Editorial: The University must address students’ plummeting mental health
In this unprecedented year, students continue to grapple with mental health struggles. Although not foreign to most, mental health has come to the forefront of everyday life, but these issues have continuously been ignored.
The college environment demands that mental health be secondary (or even lower of a priority) to academic work and success. Only then can students take a mental health day. Especially within the Brandeis environment where the culture is to be involved in many clubs and pursue numerous degrees, this becomes perilous. There was a momentary respite during the beginning of quarantine where professors and administrators were actively thinking about students’ mental health when making decisions, but any progress the COVID-19 pandemic has warranted has surely faded to the background. Although life is returning to normal, students are still grappling with conditions that started or were exacerbated by the pandemic, and this will not dissipate any time soon. This board calls on the University to make some changes, outlined below, for the safety and well being of its students.
The Brandeis Counseling Center is in dire need of more resources. Students often have to wait periods of time before being seen by a professional at the BCC. Once they are finally seen, students do not always receive all the care they need. The short-term stabilization method that the BCC has operated under is no longer working. Especially because the BCC is many students’ only mental health resource, students should not be denied care, and systems should be in place that allow for more long-term care if needed. This board urges the University to invest in its mental health resources and hire more mental health professionals.
Another way that the University can support students is by committing to scheduled mental health days. This would serve as a preventative measure to allow students recovery periods so that more serious problems do not develop. October will prove to be a stark shift for students who have become accustomed to the September holiday breaks. That being said, it is important to note that those holidays were not a “break” for mental health respite for those within the University community who practice Judaism. These individuals should not be penalized due to religious observances.

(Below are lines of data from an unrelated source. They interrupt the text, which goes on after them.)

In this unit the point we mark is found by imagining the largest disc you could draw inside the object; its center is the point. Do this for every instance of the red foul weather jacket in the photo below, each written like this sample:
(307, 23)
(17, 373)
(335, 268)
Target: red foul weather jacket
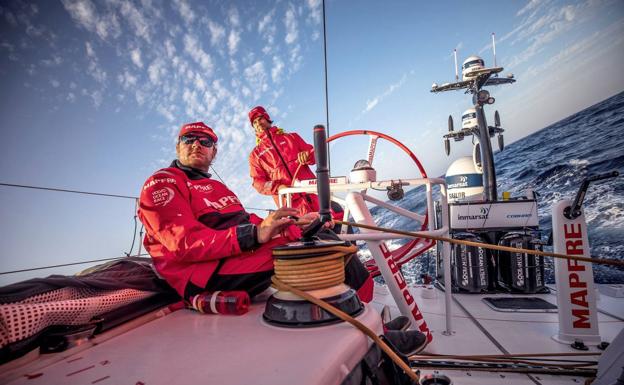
(193, 222)
(273, 162)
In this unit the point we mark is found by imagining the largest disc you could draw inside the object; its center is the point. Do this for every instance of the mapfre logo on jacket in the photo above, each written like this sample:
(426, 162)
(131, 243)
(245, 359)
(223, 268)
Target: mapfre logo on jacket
(223, 202)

This board would like to acknowledge some of the positive steps that the University has taken, including making community therapy more widely available — each student can engage in three sessions per year for free.
We also appreciate that the University is seeking feedback from students about block scheduling for future semesters, and this board encourages all students to complete the survey sent out to all students on Sept. 29 from the Office of the Provost before Monday, Oct. 11.
The members of this editorial board urge the University to seriously consider all of these points as they continue to make decisions about the future. We wish all students luck and stability in the months ahead.